The categorical pardon on Friday builds on a similar round issued just before the 2022 midterm elections that made thousands convicted of simple possession on federal lands eligible for pardons. Friday’s action includes additional criminal offences to those eligible for a pardon, making even more people eligible to have their convictions expunged.

Biden is also granting clemency to 11 people serving what the White House called “disproportionately long” sentences for nonviolent drug offences.

Biden, in a statement, said his actions would help make the “promise of equal justice a reality.”

“Criminal records for marijuana use and possession have imposed needless barriers to employment, housing and educational opportunities,” Biden said. “Too many lives have been upended because of our failed approach to marijuana. It’s time that we right these wrongs.”

Biden’s order applies only to marijuana, which has been decriminalized or legalized in many states for some or all uses, but remains a controlled substance under federal law. (David Donnelly/CBC)

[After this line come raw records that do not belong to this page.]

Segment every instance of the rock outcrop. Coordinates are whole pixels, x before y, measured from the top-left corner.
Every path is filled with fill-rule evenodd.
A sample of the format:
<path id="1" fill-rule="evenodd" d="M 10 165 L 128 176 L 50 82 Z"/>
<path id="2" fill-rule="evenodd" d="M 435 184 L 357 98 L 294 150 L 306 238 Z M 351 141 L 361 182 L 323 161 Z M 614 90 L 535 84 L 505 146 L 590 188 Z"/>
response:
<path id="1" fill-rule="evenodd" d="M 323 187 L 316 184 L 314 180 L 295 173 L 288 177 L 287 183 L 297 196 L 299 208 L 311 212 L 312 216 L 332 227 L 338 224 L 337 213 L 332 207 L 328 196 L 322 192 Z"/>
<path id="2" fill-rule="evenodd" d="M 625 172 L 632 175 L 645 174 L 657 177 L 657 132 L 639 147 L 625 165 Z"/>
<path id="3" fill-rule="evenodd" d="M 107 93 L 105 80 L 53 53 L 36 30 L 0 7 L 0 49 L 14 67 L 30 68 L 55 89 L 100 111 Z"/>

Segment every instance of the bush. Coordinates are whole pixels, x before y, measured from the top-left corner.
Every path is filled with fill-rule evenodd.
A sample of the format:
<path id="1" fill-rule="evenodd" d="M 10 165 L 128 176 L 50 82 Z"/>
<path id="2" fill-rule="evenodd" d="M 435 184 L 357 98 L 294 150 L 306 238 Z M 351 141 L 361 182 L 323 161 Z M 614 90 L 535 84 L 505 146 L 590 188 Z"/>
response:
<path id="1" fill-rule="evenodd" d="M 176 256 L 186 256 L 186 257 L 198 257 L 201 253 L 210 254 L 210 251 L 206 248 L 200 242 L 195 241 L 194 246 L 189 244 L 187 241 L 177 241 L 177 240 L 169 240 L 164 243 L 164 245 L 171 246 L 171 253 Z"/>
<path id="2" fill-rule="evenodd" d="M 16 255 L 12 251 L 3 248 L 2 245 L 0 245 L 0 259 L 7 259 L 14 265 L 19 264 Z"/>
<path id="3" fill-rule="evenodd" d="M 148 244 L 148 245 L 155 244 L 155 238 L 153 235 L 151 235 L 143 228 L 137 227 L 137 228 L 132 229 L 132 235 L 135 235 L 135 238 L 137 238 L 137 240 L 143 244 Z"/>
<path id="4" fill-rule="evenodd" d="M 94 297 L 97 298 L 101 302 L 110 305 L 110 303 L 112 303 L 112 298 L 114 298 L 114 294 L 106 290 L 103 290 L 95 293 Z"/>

No one was freed from prison under last year’s action, but the pardons were meant to help thousands overcome obstacles to renting a home or finding a job. Similarly, no federal prisoners are eligible for release as a result of Friday’s action.

Legal in many states

Biden’s order applies only to marijuana, which has been decriminalized or legalized in many states for some or all uses, but remains a controlled substance under federal law. U.S. regulators are studying reclassifying the drug from the category of drugs deemed to have “no currently accepted medical use and a high potential for abuse,” known as “Schedule I,” to the less tightly regulated “Schedule III.”

The pardon also does not apply to those in the U.S. unlawfully at the time of their offence.

Those eligible can submit applications to the Justice Department’s pardon attorney office, which issues certificates of pardon.

Biden on Friday reiterated his call on governors and local leaders to take similar steps to erase marijuana convictions.

“Just as no one should be in a federal prison solely due to the use or possession of marijuana, no one should be in a local jail or state prison for that reason, either,” Biden said.